DiRocco C, Caldarelli M, Ceddia A, Iannelli A, Velardi F
Minerva Pediatr. 1989 Aug;41(8):393-404.
One hundred-sixty-one cases of children operated on for craniostenosis in the first year of life at the Neurosurgical Department of the Catholic University of Rome in the period 1982-1986 are presented. The average age at diagnosis was 6 months and at operation 7.4 months. The patients considered in the present study were subdivided into two groups according to the prevalent involvement of sagittal suture or of the anterior sutural group (coronal metopic, spheno-frontal and spheno-palatine sutures). In fact, these two groups differ considerably not only in the characteristics of the pathological process of early fusion of the cranial sutures, but also in the technique required for surgical correction. Four children with premature fusion of all cranial sutures are considered separately. Congenital malformations of the bone structures or changes in ocular motility were presented in 7.9% of 63 patients with sagittal craniostenosis and in 14.7% of the group with premature fusion of the anterior cranial sutures. Surgical correction (linear craniectomies extended to the cranial base for the group with sagittal craniostenosis, craniectomies with advancement of the supraorbital margin and rotation of the bone operculum for the group with anterior craniostenosis) proved satisfactory in the great majority of cases. Postoperative morbidity was particularly low. Apart from postsurgical anaemia which required blood transfusion on the third day in 15.5% of operated patients, the only complications were transitory hyperpyretic states observed in 6.2% of cases. Only one child died for reasons related to the surgical procedure. The low postoperative mortality (0.6% of cases) and the low percentage of bone pathology recurrence (7.4%) compared with the results of other series involving older children, seem to indicate that the early surgical correction of bone malformations does not bear additional risk for the patient, permitting at the same time normal functional development of the brain and a more gradual morphological remodelling of the skull.

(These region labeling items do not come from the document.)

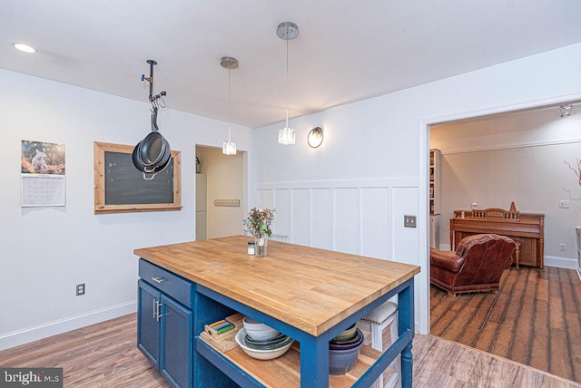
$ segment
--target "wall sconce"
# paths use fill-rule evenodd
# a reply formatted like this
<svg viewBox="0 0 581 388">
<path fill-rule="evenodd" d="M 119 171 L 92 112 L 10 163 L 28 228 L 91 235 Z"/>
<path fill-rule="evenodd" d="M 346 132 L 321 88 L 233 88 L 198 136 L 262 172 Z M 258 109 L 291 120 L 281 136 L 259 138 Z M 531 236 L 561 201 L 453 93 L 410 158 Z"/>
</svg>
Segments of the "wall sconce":
<svg viewBox="0 0 581 388">
<path fill-rule="evenodd" d="M 323 142 L 323 129 L 315 127 L 307 135 L 307 143 L 311 148 L 317 148 Z"/>
<path fill-rule="evenodd" d="M 570 116 L 571 110 L 573 109 L 573 105 L 567 103 L 566 105 L 559 106 L 559 111 L 561 112 L 561 117 Z"/>
</svg>

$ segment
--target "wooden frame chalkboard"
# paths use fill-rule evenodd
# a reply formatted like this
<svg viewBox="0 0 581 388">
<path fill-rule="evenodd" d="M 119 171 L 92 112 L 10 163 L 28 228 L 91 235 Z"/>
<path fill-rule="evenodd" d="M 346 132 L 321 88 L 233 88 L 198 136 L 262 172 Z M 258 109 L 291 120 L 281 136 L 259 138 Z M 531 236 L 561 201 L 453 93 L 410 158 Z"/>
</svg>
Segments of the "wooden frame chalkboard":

本文介绍了1982年至1986年期间在罗马天主教大学神经外科接受手术治疗的161例1岁以内患有颅骨狭窄症的儿童病例。诊断时的平均年龄为6个月,手术时的平均年龄为7.4个月。根据矢状缝或前缝组(冠状缝、额缝、蝶额缝和蝶腭缝)的主要受累情况,将本研究中的患者分为两组。事实上,这两组不仅在颅骨缝早期融合的病理过程特征上有很大差异,而且在手术矫正所需的技术上也有很大差异。4例所有颅骨缝过早融合的儿童单独考虑。在63例矢状缝颅骨狭窄症患者中,7.9%出现骨结构先天性畸形或眼球运动改变;在前颅缝过早融合组中,这一比例为14.7%。手术矫正(矢状缝颅骨狭窄症组行延伸至颅底的线性颅骨切除术,前颅缝狭窄症组行眶上缘推进和骨瓣旋转的颅骨切除术)在大多数病例中被证明是令人满意的。术后发病率特别低。除了15.5%的手术患者在术后第三天因贫血需要输血外,唯一的并发症是6.2%的病例出现短暂的高热状态。只有一名儿童因与手术相关的原因死亡。与其他涉及年龄较大儿童的系列研究结果相比,术后低死亡率(0.6%)和低骨病理复发率(7.4%)似乎表明,早期手术矫正骨骼畸形对患者没有额外风险,同时允许大脑正常功能发育和颅骨更渐进的形态重塑。